Appendix -- Mathematics

In this appendix we present a neat mathematical presentation of Dynamic Linear Model (DLM), following the notations in this book.

Firstly, The latent state transition is governed by the equation

\[ \begin{array}{lcl} \theta_t &=& G_t\theta_{t-1}+w_t \\\\ (p\times 1) & & (p\times p)(p\times 1)+(p\times 1) \end{array} \tag{A.1} \]

where \(w_t \sim i.i.d\hspace{5pt} N_p(0,W_t)\).

After state evolution, we have the measurement equation to observe it by

\[ \begin{array}{lcl} y_t &=& F_t\theta_t+v_t \\\\ (m\times 1) & & (m\times p)(p\times 1)+(m\times 1) \end{array} \tag{A.2} \]

where \(v_t \sim i.i.d.\hspace{5pt} N_m(0,V_t)\)

To kick off the system, we need initial guess of state variable \(\hat{\theta} _{0|0}\) and its initial covariance confidence matrix \(P _{0|0}\).

At each step \(k\), we first forecast a-priori predictions of state and state covariance as

\[ \begin{array}{lcl} \hat{\theta}_{k|k-1} &=& G_k\hat{\theta}_{k-1|k-1} \\\\ (p\times 1) & & (p\times p)(p\times 1) \end{array} \tag{A.3} \]

\[ \begin{array}{lcl} P_{k|k-1} &=& G_kP_{k-1|k-1}G_k^T+W_t \\\\ (p\times p) & & (p\times p)(p\times p)(p\times p)+(p\times p) \end{array} \tag{A.4} \]

Then after observing or measuring new \(y_k\), it's time to update our knowledge of the system by first calculating the innovation or measurement residual as how far away our forecast from the observation

\[ \begin{array}{lcl} \hat{y}_{k} &=& y_k-F_k\hat{\theta}_{k|k-1} \\\\ (m\times 1) & & (m\times 1)-(m\times p)(p\times 1) \end{array} \tag{A.5} \]

and residual covariance

\[ \begin{array}{lcl} S_k &=& F_kP_{k|k-1}F_k^T+V_k \\\\ (m\times m) & & (m\times p)(p\times p)(p\times m)+(m\times m) \end{array} \tag{A.6} \]

The Kalman gain reflects how much the residual contributes to the state update, is given by

\[ \begin{array}{lcl} K_k &=& P_{k|k-1}F_k^TS_K^{-1} \\\\ (p\times m) & & (p\times p)(p\times m)(m\times m) \end{array} \tag{A.7} \]

and Posterior estimation of state and state covariance

\[ \begin{array}{lcl} \hat{\theta} _{k|k} &=& \hat{\theta} _{k|k-1}+K_k\hat{y_k} \\\\ (p\times 1) & & (p\times 1)+(p\times m)(m\times 1) \end{array} \tag{A.8} \]
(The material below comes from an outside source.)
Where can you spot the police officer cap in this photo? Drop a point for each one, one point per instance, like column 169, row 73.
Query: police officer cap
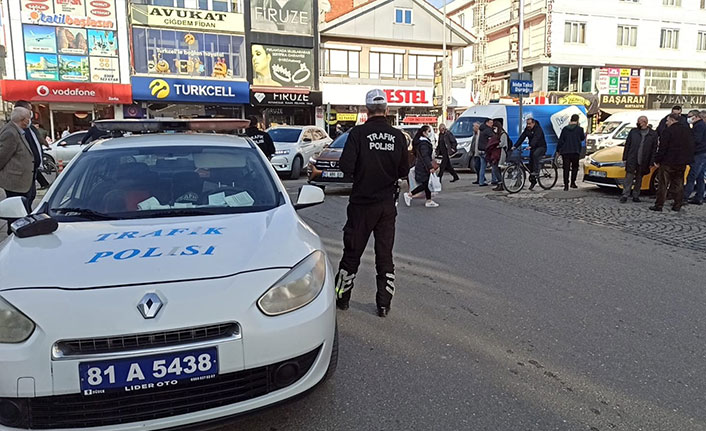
column 375, row 99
\[ \begin{array}{lcl} P_{k|k} &=& (I-K_kF_k)P_{k|k-1} \\\\ (p\times p) & & ((p\times p)-(p\times m)(m\times p))(p\times p) \end{array} \tag{A.9} \]

After this, repeat the steps between (A.3) and (A.9)

DISCLAIMER: This post is for the purpose of research and backtest only. The author doesn't promise any future profits and doesn't take responsibility for any trading losses.